Caveat est un projet de recherche collectif questionnant et agissant sur l’écologie des pratiques artistiques. Initié en 2017 par la plateforme de recherche et de production Jubilee, le titre du projet fait référence au principe légal caveat emptor, signalant l’ambition d’amener une prise de conscience et de co-créer des alternatives.

Caveat est un avertissement destiné aux artistes et aux travailleurs du monde de l’art autant qu’aux institutions et producteurs d’art agissant pour repenser et répondre collectivement à la nature de leurs relation de travail, non seulement dans le contexte socio-économique et juridique, mais aussi en tant qu'acteurs culturels au sens large.

C'est un signal d’alarme d'autant plus nécessaire que le monde de l’art se trouve aujourd'hui à l'avant-poste de la flexibilisation néolibérale et de la déréglementation du travail - alors que son fonctionnement ne peut qu’être amélioré pour tous qu’à la condition d'impliquer toutes les parties concernées.

Recherche artistique

Caveat est une recherche artistique axée sur les contrats utilisés comme des outils pour formaliser des relations. Le projet attribue un un rôle central à un grand nombre d’artistes invités à approfondir leur recherche à travers leur pratique artistique dans le domaine socio-économique et juridique. Le groupe de recherche est composé d'un artiste, d’une curatrice et d’une juriste, qui organisent et assurent le développement du projet. Ils travaillent en partenariat avec des organisations qui, à leur manière, s’impliquent et partagent les problématiques amenées par le projet. L’équipe travaille en étroite collaboration avec les artistes pour rendre la recherche visible et articuler les différents projets entre eux.

Reading rooms

Les “reading rooms” sont des sessions ouvertes proposées par Caveat, des moments discursifs qui invitent un public plus large à formuler une compréhension collective sur les conditions sur le terrain et sur la manière dont celles-ci se lient avec des questions sociétales plus larges.
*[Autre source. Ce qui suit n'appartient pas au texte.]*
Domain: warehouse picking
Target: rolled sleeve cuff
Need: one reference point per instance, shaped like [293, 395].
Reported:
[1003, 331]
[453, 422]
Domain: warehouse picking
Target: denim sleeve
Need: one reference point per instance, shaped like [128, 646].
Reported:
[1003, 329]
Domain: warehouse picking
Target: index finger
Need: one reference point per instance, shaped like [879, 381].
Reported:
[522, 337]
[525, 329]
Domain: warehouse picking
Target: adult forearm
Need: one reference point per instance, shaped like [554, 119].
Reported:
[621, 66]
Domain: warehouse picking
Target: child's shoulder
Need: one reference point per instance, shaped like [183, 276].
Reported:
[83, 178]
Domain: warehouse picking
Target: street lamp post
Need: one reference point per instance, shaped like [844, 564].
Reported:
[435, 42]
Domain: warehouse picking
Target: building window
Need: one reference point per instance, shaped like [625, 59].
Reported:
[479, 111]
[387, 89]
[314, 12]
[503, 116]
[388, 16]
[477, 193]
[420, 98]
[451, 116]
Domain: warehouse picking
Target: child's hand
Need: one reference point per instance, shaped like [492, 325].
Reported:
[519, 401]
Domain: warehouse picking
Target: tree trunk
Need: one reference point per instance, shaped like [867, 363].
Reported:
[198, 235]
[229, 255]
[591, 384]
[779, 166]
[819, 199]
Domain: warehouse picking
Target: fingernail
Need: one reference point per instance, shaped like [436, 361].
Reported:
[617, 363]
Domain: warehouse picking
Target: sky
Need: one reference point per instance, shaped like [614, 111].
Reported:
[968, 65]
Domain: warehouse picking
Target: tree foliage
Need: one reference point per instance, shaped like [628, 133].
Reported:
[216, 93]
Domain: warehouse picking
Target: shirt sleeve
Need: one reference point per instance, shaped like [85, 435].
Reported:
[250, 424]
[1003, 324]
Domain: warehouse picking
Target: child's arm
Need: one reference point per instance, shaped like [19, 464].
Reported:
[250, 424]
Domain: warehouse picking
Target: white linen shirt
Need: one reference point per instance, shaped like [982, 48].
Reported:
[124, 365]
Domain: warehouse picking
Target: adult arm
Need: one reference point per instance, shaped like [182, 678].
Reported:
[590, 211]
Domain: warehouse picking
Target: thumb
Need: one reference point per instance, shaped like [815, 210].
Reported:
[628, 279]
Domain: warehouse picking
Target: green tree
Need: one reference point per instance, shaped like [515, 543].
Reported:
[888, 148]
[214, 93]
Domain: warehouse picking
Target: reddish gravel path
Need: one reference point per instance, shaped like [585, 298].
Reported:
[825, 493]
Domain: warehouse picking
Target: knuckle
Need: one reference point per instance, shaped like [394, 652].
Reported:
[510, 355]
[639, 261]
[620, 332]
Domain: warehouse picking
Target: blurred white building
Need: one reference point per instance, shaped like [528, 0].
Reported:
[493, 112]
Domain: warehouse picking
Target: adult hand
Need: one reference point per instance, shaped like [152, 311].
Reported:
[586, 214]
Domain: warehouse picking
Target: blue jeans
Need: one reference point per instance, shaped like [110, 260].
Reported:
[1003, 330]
Des notes co-rédigées disponibles en ligne permettent au public d'intervenir après-coup dans les discussions.

Performing relationships

Bâtard festival, Beurschouwburg, novembre 2018

Performing relationships est une série de rencontres autour de la publication comme performance, curatée par Florence Cheval pour le projet de recherche Caveat.

L’événement comprenait des contributions des artistes Eva Barto, Sofia Caesar, Loraine Furter & Laurie Charles, Ben Kinmont, franck leibovici, Eric Schrijver & Open Source Publishing, autour des questions suivantes : Pourquoi les artistes devraient contractualiser leurs relations? Comment les artistes s’engagent-ils/elles dans leurs conditions de travail? Comment survivre en tant qu’artiste?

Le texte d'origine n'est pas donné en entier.